El epitafio en mención dice en algo que no resulta ni heroico ni lastimero sobre una tumba: “Dolores cicatrizados/ mirada fecunda/ paz”.
Que un epitafio carezca de un tono lastimero y más bien acuda a un lenguaje corriente me lleva a pensar en el Cementerio de Sapanta, en Rumania, un camposanto de la risa donde los epitafios son burlescos en relación sobre todo con el oficio que ejerciera el difunto, carpintero, talabartero, enfermero o poeta.
Es una rara sensación que ante cada tumba de Sapanta los visitantes lleven acaso sin saberlo la flor de la risa.
El epitafio escrito o descrito por nuestro poeta no resulta burlesco sino invadido por la paz. Su poema habla de la sanación definitiva, entre en litigio con el dolor y también me hace pensar en las ironías de Edgar Lee Masters en “Spoon River”.
Hay expresiones elusivas en su poesía que no se centran en una realidad chata ni obvia.

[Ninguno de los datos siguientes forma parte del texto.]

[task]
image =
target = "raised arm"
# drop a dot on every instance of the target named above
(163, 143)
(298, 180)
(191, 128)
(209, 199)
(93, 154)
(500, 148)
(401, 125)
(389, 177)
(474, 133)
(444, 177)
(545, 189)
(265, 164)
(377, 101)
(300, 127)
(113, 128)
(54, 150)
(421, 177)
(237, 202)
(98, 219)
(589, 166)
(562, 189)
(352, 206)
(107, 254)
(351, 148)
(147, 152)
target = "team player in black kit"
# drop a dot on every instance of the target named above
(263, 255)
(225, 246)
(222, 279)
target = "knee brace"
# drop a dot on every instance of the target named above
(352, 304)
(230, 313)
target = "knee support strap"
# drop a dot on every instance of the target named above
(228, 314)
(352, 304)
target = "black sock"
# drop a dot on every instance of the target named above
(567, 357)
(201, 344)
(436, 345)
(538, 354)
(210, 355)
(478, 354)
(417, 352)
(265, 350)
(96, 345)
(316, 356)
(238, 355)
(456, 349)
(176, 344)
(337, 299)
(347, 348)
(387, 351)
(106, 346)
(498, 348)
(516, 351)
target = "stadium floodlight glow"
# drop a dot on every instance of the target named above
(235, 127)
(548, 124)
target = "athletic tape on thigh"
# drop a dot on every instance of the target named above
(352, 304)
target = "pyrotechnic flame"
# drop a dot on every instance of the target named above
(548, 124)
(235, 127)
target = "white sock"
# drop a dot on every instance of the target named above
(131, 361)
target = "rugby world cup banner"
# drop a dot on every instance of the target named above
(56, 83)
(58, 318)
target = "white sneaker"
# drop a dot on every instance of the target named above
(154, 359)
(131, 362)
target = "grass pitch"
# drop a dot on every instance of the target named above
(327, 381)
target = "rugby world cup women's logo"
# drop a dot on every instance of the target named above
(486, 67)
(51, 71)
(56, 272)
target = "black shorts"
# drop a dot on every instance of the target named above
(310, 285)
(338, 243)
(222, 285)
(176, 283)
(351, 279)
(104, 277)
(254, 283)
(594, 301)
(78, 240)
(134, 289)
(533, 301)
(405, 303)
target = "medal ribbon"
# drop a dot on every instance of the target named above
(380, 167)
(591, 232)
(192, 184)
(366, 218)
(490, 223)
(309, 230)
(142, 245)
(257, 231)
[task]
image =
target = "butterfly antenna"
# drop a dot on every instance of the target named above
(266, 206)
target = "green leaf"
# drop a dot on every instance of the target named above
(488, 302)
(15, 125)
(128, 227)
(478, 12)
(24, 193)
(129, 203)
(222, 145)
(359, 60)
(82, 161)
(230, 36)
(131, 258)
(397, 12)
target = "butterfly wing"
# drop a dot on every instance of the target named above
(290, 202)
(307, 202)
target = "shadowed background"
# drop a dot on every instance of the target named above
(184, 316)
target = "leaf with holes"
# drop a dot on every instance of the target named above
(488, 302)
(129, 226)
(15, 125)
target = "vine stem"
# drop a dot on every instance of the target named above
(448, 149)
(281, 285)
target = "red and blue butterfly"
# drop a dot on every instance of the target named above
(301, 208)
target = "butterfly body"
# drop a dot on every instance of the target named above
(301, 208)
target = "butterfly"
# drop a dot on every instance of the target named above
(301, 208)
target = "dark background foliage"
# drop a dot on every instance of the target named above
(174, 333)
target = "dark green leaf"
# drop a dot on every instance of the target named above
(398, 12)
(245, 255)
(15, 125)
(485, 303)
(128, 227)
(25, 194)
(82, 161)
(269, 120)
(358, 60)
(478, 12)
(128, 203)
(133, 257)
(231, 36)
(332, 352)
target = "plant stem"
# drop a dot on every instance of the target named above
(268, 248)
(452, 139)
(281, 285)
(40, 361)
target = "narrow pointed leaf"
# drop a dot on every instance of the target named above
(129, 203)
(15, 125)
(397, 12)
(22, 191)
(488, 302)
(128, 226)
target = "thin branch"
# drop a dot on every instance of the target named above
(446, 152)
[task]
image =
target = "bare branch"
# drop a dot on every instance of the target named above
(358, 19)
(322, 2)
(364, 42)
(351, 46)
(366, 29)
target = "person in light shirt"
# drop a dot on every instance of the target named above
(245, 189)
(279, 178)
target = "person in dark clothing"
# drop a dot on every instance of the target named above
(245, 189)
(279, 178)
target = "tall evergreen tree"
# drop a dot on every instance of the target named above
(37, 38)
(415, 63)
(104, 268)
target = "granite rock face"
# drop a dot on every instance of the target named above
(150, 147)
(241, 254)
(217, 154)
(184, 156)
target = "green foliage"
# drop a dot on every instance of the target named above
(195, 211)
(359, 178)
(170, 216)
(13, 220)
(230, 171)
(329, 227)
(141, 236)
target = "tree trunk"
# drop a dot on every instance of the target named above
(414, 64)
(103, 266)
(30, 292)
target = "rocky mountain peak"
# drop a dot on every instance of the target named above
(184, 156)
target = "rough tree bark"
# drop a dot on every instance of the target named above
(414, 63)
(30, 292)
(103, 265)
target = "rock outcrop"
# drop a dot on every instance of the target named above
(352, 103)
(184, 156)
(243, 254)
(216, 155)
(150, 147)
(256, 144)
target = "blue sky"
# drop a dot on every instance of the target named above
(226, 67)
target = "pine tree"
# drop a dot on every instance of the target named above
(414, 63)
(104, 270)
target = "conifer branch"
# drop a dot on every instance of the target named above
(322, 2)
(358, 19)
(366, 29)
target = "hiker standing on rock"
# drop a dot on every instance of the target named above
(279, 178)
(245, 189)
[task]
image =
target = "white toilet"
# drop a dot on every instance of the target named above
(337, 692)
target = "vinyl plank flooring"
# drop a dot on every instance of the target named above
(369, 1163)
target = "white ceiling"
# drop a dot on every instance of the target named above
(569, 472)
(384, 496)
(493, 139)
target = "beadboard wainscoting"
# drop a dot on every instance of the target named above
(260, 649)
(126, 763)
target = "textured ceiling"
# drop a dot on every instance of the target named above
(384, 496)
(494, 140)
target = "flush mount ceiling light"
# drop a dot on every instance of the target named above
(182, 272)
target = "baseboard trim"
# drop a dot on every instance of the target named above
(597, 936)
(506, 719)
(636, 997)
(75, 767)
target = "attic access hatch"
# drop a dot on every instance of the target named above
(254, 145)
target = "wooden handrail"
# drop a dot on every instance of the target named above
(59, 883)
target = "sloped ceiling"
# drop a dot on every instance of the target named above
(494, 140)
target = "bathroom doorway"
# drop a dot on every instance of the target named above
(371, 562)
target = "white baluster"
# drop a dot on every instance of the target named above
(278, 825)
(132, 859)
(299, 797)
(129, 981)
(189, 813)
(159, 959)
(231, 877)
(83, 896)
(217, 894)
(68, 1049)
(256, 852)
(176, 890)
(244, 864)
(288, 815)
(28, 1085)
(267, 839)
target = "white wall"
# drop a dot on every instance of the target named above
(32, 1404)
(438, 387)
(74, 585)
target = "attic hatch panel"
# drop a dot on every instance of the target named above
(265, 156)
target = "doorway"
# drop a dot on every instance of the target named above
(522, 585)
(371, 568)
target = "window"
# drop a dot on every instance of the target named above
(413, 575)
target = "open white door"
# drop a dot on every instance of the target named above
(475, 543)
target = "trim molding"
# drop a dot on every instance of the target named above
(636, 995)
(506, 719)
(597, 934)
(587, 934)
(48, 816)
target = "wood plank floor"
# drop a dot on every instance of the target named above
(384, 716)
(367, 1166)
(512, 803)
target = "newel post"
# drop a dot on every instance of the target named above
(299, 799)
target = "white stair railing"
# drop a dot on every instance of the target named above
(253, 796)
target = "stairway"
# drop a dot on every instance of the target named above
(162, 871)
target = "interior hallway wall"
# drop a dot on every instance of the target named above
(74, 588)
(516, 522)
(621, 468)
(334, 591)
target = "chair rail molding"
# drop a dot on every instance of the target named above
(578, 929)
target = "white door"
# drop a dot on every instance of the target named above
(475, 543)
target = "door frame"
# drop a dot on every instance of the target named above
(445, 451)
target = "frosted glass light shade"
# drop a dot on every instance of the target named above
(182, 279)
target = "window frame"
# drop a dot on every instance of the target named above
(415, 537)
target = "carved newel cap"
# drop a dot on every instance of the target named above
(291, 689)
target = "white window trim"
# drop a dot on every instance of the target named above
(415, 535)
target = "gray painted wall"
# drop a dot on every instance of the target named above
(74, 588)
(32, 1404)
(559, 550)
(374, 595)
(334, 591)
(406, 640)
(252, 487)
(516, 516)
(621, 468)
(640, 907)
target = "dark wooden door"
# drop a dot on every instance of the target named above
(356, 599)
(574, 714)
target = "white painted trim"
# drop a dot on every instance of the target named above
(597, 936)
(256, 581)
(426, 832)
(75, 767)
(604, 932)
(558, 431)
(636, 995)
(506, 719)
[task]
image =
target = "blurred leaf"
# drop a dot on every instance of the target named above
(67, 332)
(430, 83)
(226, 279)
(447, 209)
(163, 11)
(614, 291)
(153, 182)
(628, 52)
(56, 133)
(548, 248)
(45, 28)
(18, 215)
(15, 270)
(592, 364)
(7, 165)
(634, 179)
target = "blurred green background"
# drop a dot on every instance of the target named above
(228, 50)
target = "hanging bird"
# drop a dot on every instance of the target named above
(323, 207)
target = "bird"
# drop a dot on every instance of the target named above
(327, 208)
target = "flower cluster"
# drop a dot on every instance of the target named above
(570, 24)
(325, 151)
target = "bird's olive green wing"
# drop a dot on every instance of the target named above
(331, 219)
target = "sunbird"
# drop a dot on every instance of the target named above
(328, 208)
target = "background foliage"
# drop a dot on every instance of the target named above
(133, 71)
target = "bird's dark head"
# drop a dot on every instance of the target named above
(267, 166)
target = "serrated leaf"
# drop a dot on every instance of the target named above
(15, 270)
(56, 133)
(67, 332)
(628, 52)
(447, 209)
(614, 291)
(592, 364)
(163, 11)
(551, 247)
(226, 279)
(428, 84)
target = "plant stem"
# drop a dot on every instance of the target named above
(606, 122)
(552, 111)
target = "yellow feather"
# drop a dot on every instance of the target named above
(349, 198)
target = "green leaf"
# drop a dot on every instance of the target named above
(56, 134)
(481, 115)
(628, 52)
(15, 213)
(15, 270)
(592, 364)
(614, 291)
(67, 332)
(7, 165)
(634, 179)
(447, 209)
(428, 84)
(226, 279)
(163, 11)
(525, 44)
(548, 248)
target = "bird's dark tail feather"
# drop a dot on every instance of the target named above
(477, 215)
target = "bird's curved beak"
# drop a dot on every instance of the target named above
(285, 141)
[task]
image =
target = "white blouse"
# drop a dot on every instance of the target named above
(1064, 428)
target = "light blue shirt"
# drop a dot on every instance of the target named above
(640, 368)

La noche para él, lo dice uno de sus versos, podría ser “cuando la oscuridad calla en el espejo”.
Bien lo sabe Juan Carlos Guzmán: un “Transeúnte” de las evocaciones. El ve las calles como “parientes lejanos que acompañan la infancia porque “la niñez solo tiene una fecha”.
Y sí, yo diría que llevándole la contraria más no el respeto a los historiadores, todo pasado tiene un solo calendario.
Hay una fiesta no siempre exultante en su poesía que lo asalta en medio de quebrantos: “todos los días/ los sueños por venir/ son el nacimiento de una sonrisa”.
Aún en los poemas amorosos no escamotea la dureza y la dulzura que se entreveran en el rodaje de sus días: “mis manos despiadadas de tigre/ se hacen dóciles al acariciarte”.
Su reafirmación de la infancia evocada, más que un tema es una vivencia que no abandona jamás al poeta, a quien sabe con Baudelaire que todo hombre sano puede pasar sin comer pero sin poesía nunca”.
Un aserto de poeta reitera que no tiene ojos sordos.
Espejos. Puertas. Ventanas y Patios pueblan esta poesía y la dotan de significados visuales y morales. Espacios que podrían aludir a heridas y festejos y a cuchillos rotos.
Una simple puerta sigue teniendo sonidos remotos y una ventana acompaña su sombra. Un espejo “de vejez prematura” acude a su memoria. (“Recuerdos de Enero”).
Las imágenes que atrapa en sus poemas me remiten a un aserto de Francis Ponge: “Estoy harto del hombre tal como es, estoy harto del recinto cerrado donde se muere” (“Memorandum).
Guzmán hecha vistazos “al hombre que todavía no somos”.
En todo esto que atraviesa su libro me asalta la idea surreal de que “la imagen es una creación del espíritu” que acá se mueve entre el diálogo y la palabra, aproximando dos realidades más o menos alejadas en nuestra cotidianidad divisoria y atrapada en compartimentos estancos.
También es un acierto, me parece, que este creador no se ciña de manera unívoca a surrealidades o a pensamientos mágicos previsibles como un programa estético.